In addition to the 34 percent increase to student tuition over the next five years and the $1,700 – $3,000 in annual mandatory fees that students are required to pay, CSU administrators are now proposing that Sacramento State students turn over another mandatory student fee increase upwards of $1,000 beginning Fall 2025.

If approved, the fee increase could set a troubling precedent for the rest of the CSU system.

 A group od people in red CFA shirts outside a rally with a sign reading " People Over Corporate Profits"
CFA members rally together during May Day to highlight putting people before corporate profits.

Along with our students, CFA members have and always will strongly oppose any tuition hike or fee increase. We understand that these barriers hinder student success and close doors for prospective students of color.
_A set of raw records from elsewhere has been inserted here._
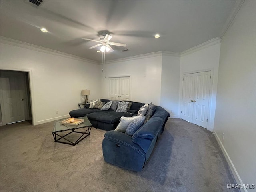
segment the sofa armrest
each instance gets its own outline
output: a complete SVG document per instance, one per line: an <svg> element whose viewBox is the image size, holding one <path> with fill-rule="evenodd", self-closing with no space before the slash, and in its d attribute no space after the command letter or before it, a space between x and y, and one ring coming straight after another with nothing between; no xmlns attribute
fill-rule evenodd
<svg viewBox="0 0 256 192"><path fill-rule="evenodd" d="M134 134L132 140L139 145L146 153L152 140L158 136L159 130L164 122L164 120L160 117L151 118Z"/></svg>
<svg viewBox="0 0 256 192"><path fill-rule="evenodd" d="M160 117L152 117L135 132L132 137L138 136L141 138L153 139L158 133L159 130L162 127L164 122L164 120Z"/></svg>
<svg viewBox="0 0 256 192"><path fill-rule="evenodd" d="M120 131L109 131L105 133L104 137L108 140L132 148L137 151L142 156L144 156L141 148L140 148L140 146L133 142L132 141L131 136L128 135Z"/></svg>
<svg viewBox="0 0 256 192"><path fill-rule="evenodd" d="M90 103L86 103L85 105L84 105L84 108L85 109L88 109L89 107L90 107Z"/></svg>

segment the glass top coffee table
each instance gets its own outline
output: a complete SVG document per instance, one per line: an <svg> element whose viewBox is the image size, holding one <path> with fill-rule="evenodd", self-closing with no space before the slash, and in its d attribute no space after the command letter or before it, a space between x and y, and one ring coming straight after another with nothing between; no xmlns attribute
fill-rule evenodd
<svg viewBox="0 0 256 192"><path fill-rule="evenodd" d="M84 120L84 122L78 125L63 124L60 123L60 122L66 119L67 118L65 118L65 119L60 119L55 121L53 130L52 132L55 142L71 145L76 145L90 135L90 133L92 128L92 124L91 124L87 117L76 118L76 119L83 119ZM78 130L79 129L80 129L79 130L81 131L78 131ZM68 133L65 134L67 132ZM78 136L81 134L82 135L78 138L78 139L76 140L76 141L73 142L70 140L74 139L74 138L76 137L72 137L72 136L70 134L74 134L75 133L78 134ZM75 139L75 140L76 139Z"/></svg>

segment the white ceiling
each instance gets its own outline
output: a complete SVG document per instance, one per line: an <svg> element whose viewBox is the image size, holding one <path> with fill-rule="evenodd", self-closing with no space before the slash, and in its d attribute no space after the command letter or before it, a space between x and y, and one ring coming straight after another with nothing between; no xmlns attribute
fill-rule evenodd
<svg viewBox="0 0 256 192"><path fill-rule="evenodd" d="M180 52L220 37L236 1L45 0L39 6L27 0L1 0L1 36L100 61L89 49L106 30L112 46L108 60L165 51ZM45 27L46 33L40 29ZM156 33L160 37L154 38ZM128 49L125 52L121 50Z"/></svg>

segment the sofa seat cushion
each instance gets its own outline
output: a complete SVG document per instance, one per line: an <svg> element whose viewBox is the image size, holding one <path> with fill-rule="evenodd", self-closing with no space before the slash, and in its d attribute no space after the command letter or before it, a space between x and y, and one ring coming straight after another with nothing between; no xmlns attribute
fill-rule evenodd
<svg viewBox="0 0 256 192"><path fill-rule="evenodd" d="M86 109L83 108L82 109L76 109L73 110L69 112L69 115L71 117L84 117L87 114L95 112L98 110L95 109Z"/></svg>
<svg viewBox="0 0 256 192"><path fill-rule="evenodd" d="M121 114L106 113L104 112L104 111L97 111L88 114L86 116L89 120L92 119L109 124L118 121L122 116L121 113L120 113Z"/></svg>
With roughly 53 percent of CSU students experiencing housing insecurity and 66 percent experiencing food insecurity, raising fees will only deepen students’ financial hardships and inability to meet basic needs. This is especially harmful to Black and brown students, students with disabilities, and trans students who feel the most financial stress and are disproportionately affected by housing and job discrimination.

Administrators claim that part of these newly proposed fees will go toward student needs, such as implementing the 1:1500 counselor-to-student ratio that CFA members secured in our latest contract negotiations. Yet, the CSU has already received $15 million in state funding to expand mental health services, which they’ve grossly mismanaged and failed to use for hiring adequate numbers of counselors.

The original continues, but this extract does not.